DAWとの連携が実質うまくいかないケースがあるため、簡易な環境で打ち込んだあと、MIDI出力を行ってAbletonLiveにインポートができるものと考えます。
ただ、ノート挿入で同じノート番号が小節内にあった場合挿入自体できないことが発覚してます。ちなみにCherryだと問題なく入力可能です。 - Muse
思索の散歩道(Muse) (chobi.net)
よさそうと思ったんだけど・・・MML使う必要がありました。
泣く泣く断念。
一時期MMLも使っていたので、利用自体は問題ないんですが、
MMLは一部をループさせるのに向いてないんです・・・(記述に工夫が必要
同様の理由でテキスト音楽サクラ(テキスト音楽「サクラ」 (sakuramml.com))も利用を断念してます。 - KORG Gadget+Apple Pencil
KORG Gadget 2 – MUSIC PRODUCTION SOFTWARE | KORG (Japan)

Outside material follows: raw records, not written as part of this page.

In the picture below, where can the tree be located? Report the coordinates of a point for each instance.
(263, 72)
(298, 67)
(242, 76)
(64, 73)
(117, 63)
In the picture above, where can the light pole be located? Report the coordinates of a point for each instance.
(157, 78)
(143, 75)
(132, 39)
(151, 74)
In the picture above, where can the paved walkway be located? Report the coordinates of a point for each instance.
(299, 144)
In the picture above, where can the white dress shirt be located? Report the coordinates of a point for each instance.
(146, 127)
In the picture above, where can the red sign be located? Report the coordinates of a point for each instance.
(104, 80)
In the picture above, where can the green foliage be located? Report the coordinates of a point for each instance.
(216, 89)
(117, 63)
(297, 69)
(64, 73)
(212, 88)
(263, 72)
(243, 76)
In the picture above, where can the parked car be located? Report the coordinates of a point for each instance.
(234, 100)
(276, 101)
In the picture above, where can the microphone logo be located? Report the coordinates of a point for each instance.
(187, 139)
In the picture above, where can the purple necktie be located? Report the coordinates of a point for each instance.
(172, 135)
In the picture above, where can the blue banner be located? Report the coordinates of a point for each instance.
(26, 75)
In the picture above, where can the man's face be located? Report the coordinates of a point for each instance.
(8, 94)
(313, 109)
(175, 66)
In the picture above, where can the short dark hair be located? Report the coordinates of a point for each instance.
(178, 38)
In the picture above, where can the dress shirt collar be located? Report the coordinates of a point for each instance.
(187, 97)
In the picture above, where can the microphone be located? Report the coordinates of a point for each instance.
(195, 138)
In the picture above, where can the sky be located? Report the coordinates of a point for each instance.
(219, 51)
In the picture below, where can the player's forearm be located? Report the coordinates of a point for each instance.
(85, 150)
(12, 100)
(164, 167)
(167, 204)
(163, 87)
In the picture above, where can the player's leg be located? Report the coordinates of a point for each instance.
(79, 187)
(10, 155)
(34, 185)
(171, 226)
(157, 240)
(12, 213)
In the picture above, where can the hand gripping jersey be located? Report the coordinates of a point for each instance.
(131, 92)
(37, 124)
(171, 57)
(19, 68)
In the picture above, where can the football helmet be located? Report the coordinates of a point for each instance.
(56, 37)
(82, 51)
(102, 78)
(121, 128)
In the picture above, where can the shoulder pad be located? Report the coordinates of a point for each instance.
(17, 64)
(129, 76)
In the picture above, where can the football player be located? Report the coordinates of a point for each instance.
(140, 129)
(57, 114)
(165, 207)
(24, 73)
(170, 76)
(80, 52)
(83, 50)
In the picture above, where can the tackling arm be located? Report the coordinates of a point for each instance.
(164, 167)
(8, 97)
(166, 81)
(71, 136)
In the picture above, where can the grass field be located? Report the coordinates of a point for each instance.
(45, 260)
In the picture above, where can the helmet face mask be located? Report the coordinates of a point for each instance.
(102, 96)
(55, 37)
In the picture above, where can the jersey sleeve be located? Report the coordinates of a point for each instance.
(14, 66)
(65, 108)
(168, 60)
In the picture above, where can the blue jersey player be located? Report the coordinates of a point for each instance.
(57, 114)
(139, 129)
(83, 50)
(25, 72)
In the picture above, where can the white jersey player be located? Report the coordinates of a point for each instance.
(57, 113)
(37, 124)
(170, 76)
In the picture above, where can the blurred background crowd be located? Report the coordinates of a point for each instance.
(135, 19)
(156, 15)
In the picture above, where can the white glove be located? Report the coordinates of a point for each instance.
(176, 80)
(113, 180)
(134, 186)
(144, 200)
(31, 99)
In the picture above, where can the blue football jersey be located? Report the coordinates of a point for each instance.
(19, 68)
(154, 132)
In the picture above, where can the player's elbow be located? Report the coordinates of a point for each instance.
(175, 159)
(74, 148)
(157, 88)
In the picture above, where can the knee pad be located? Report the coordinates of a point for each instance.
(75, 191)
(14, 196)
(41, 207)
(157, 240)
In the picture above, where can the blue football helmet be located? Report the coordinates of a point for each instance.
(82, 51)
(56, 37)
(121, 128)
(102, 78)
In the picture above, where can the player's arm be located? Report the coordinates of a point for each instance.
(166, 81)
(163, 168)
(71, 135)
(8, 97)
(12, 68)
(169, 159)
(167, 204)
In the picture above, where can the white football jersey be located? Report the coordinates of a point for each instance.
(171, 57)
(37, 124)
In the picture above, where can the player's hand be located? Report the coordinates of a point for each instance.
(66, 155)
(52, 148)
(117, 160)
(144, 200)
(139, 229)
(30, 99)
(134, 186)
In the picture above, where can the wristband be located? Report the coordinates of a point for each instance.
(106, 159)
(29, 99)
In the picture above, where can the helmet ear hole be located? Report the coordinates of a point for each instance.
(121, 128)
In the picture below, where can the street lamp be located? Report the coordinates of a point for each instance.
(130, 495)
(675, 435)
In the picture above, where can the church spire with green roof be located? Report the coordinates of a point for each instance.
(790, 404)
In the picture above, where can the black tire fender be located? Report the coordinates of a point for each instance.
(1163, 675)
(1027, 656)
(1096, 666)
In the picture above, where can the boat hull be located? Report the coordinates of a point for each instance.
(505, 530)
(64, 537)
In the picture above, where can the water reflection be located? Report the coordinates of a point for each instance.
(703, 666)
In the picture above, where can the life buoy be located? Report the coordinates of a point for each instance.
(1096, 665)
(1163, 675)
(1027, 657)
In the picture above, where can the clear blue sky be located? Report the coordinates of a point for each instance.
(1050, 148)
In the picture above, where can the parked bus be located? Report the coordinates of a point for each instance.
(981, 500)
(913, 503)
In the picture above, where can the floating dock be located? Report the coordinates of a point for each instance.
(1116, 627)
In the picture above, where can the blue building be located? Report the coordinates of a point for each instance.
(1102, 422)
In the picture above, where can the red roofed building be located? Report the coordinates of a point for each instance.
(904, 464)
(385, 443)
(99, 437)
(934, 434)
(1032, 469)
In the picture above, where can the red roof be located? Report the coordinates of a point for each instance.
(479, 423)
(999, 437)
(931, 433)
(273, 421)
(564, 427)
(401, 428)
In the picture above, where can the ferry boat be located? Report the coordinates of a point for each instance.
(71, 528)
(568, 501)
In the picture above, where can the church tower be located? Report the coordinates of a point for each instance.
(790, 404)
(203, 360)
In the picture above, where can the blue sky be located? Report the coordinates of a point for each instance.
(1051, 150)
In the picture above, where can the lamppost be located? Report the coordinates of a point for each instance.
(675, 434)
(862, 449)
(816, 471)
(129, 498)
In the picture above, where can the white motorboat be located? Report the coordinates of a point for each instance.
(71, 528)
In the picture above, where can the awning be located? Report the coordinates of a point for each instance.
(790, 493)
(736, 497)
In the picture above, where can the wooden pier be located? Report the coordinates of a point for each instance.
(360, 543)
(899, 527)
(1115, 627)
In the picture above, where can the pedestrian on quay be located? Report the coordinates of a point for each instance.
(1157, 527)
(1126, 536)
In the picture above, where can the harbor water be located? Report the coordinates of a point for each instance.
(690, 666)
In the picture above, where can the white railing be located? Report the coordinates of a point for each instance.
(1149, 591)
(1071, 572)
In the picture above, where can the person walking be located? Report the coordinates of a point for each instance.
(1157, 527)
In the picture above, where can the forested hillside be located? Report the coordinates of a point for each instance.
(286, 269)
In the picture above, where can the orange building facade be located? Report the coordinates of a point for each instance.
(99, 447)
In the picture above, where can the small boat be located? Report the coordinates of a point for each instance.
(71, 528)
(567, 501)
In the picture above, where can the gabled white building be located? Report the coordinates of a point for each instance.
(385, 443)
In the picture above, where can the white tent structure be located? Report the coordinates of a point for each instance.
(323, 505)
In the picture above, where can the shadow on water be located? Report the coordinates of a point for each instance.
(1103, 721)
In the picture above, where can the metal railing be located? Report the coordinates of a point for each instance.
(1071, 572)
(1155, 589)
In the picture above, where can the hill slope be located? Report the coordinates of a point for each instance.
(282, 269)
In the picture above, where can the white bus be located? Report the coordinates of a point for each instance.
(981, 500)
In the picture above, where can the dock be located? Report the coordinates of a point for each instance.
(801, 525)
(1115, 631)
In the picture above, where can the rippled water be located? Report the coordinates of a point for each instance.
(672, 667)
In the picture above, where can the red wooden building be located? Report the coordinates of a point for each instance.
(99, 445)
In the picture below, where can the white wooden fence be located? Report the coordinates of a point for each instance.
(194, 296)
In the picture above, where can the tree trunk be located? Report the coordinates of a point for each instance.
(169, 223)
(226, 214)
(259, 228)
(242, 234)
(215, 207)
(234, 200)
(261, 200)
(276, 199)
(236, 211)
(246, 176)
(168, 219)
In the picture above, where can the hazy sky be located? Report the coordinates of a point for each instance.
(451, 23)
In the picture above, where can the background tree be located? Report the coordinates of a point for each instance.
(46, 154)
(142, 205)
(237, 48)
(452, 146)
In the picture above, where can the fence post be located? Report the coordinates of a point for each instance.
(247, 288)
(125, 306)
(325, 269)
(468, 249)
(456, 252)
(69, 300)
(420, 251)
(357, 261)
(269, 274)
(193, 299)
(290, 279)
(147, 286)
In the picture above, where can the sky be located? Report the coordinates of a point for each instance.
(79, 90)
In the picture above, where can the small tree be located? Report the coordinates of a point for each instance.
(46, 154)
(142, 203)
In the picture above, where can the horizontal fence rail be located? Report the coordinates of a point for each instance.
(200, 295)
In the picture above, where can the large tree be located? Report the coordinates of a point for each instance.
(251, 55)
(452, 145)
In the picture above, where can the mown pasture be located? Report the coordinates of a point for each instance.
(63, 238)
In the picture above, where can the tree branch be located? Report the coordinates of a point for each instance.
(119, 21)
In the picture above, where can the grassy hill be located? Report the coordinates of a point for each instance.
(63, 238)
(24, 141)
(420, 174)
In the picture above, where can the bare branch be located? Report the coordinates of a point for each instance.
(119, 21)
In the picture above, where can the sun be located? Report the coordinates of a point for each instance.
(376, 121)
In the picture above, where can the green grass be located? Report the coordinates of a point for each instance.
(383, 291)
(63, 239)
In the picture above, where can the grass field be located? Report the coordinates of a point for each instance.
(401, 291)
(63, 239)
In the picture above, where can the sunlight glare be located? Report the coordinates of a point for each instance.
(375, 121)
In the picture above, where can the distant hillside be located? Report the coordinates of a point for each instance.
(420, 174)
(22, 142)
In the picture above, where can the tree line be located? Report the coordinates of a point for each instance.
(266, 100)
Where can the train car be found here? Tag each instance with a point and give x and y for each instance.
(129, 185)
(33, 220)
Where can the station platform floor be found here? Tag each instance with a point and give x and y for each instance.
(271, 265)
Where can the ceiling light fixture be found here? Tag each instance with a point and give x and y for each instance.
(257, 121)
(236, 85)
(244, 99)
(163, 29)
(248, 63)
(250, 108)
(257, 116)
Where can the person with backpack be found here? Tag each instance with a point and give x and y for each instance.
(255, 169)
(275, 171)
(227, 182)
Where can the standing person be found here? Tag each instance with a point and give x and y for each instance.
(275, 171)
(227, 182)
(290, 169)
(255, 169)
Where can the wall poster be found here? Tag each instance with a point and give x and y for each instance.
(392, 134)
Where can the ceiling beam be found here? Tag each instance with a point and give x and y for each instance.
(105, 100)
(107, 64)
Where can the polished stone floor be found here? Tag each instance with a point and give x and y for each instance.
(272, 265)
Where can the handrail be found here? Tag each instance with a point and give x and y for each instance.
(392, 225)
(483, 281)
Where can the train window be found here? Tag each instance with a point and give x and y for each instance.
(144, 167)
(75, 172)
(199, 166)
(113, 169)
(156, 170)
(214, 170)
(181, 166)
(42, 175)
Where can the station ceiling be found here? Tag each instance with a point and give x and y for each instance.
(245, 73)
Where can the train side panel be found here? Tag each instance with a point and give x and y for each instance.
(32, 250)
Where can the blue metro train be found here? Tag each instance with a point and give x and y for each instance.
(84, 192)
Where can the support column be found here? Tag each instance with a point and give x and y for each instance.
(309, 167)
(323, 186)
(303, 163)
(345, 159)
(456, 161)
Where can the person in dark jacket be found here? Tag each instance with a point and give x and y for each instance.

iPadでも作曲できるんですが、物理ボタンがないと手触りで確認しづらいのが悩みでして・・・(目もよく見えてないので
とは言うもののApplePencilで腕の動きを補助できるかと思うのでこれ使うという手はありそうです。 - Sunvox+ApplePencil
WarmPlace.ru. SunVox Modular Music Studio
上記と同様。キーボードショートカットが充実しているため、これで使うのでもよさそうかなと思いましたが、モジュラー構成をどうやって作るか詰めきれてないので、ちょっと後回しになってます。
ただ、それだったらWindows版の方が良いのかもしれないです。
終わりに
ということでいかがでしたでしょうか。
割とニッチかつ誰も遭遇しそうもない環境かなとは思っていますが、
いつ何時今までの生活ができなくなるかわかりませんし、そういう時にできることはいくらかあるものです。
そういう時にこの記事みたいな内容で工夫でどうにかなるよ、という取っ掛かりになれば幸いかなと。